Like much of Washington, this northwest neighborhood, bounded east to west by 10th and 16th streets and north to south by W and N streets, was largely undeveloped land until the days of the Civil War. The establishment of Union camps and a hospital during the war engendered new activity, including the creation of Howard University in 1867, built specifically to welcome African American students.
The introduction of streetcars in the latter half of the 19th century led to easier travel to this neighborhood and around town generally. More people made their homes here. Many of the brick and Victorian-style townhouses you see today were built between 1870 and 1900.
African Americans, especially, were drawn to this area, in large part because of the presence of Howard University. Intellectuals, business people, families of different economic means, and musicians all felt at home and black culture flourished. The 1920s, ’30s and ’40s period was the Greater U’s heyday, a time when legends Cab Calloway, Pearl Bailey, Sarah Vaughn, Jelly Roll Morton, and native son Duke Ellington performed in clubs along the central U St. boulevard, which came to be known as Black Broadway.
Events of the 1950s and 1960s, including the passage of legislation ending legal segregation and the riots following the assassination of Dr. Martin Luther King in 1968, helped bring about the neighborhood’s decline as residents fled to better housing opportunities and safer parts of the city.
Today, the Greater U defines the phrase “urban renewal.” The neighborhood’s past is on view in its architecture and in landmarks like the Lincoln and Howard theaters, where Black Broadway stars once entertained, and in Ben’s Chili Bowl, here since 1958, and the only place to remain open during those August 1968 riots, feeding policemen and residents alike.
But the neighborhood now is a lively multicultural mix, a shopping mecca for homegrown boutique lovers, a dining destination for a range of appetites, and a nightlife haven, where theaters, bars, and live music clubs once again thrive.
Chances are, you’ll find yourself in this neighborhood seeking enjoyment of one or more of the above attractions.
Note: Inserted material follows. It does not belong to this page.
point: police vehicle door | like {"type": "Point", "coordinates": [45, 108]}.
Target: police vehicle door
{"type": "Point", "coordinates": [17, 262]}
For more of a historical perspective, take a self-guided tour, “City within a City: Greater U Heritage Trail,” courtesy of Cultural Tourism DC. You can download a booklet and/or audio tour from Cultural Tourism’s website. Or you can pick up brochures from the Greater U Neighborhood Welcome Center, at 1211 U St. NW, right next door to Ben’s Chili Bowl.
Metro: U St.-African-American Civil War Memorial/Cardozo on the Yellow and Green Lines. Both exits.